I am stuck in the following exercise:
Let $\{\lambda_i\}$ and $\{\mu_j\}$ ($i,j\in \mathbb{N}$) be real, bounded sequences with the same limit points (I may initially only consider finitely many limit points). Show that there is a bijection $\sigma:\mathbb{N}\to\mathbb{N}$ such that $|\lambda_i-\mu_{\sigma(i)}|\to 0$ as $i\to\infty$. (This is exercise 2.9.4 in Analytic K-homology by Higson and Roe).
So far I have not even figured out where to start.
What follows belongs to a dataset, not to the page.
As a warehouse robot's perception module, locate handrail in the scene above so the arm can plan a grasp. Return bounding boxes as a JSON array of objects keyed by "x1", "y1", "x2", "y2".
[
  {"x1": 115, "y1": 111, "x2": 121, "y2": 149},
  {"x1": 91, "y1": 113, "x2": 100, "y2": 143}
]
Is it possible to explicitly construct this bijection $\sigma$?
The case of finite limit points. Suppose $(\lambda_{i})$ and $(\mu_{i})$ are real bounded sequences, with limit points $r_{1},...,r_{n}$, we can find maps $f,g:\mathbb{N}\rightarrow\{1,...,n\}$ given by $$f(k)=\min\{i=1,...,n:|r_{i}-\lambda_{k}|=\min_{1\leq j\leq n}|r_{j}-\lambda_{k}|\}$$ $$g(k)=\min\{i=1,...,n:|r_{i}-\mu_{k}|=\min_{1\leq j\leq n}|r_{j}-\mu_{k}|\}$$
Note that the subsequences $$(\lambda_{i})_{i\in\mathbb{N},f(i)=k}:=(\lambda_{k_{\lambda,j}})\text{ and }(\mu_{i})_{i\in\mathbb{N},g(i)=k}:=(\lambda_{k_{\mu,j}})$$ for all $k\in\{1,...,n\}$ are infinite and converge to $r_{k}$. We can now define $\sigma:\mathbb{N}\rightarrow\mathbb{N}$ by taking for $k\in\{1,...,n\}$ and $j\in \mathbb{N}$. $$\sigma(k_{\lambda,j})=k_{\mu,j}.$$ Note that $\sigma$ is well-defined as for every $m\in\mathbb{N}$ there exists unique $k\in\{1,...,n\}$ and $j\in\mathbb{N}$ such that $m=k_{\lambda,j}$. Clearly for all $k\in\{1,...,n\}$ we have that $|\lambda_{k_{\lambda,i}}-\mu_{k_{\lambda,i}}|\rightarrow0$ as $i\rightarrow\infty$, so $|\lambda_{i}-\mu_{\sigma(i)}|$.
I'm not sure yet how to expand this to infinite limit points, I'll expand on this answer when I know more.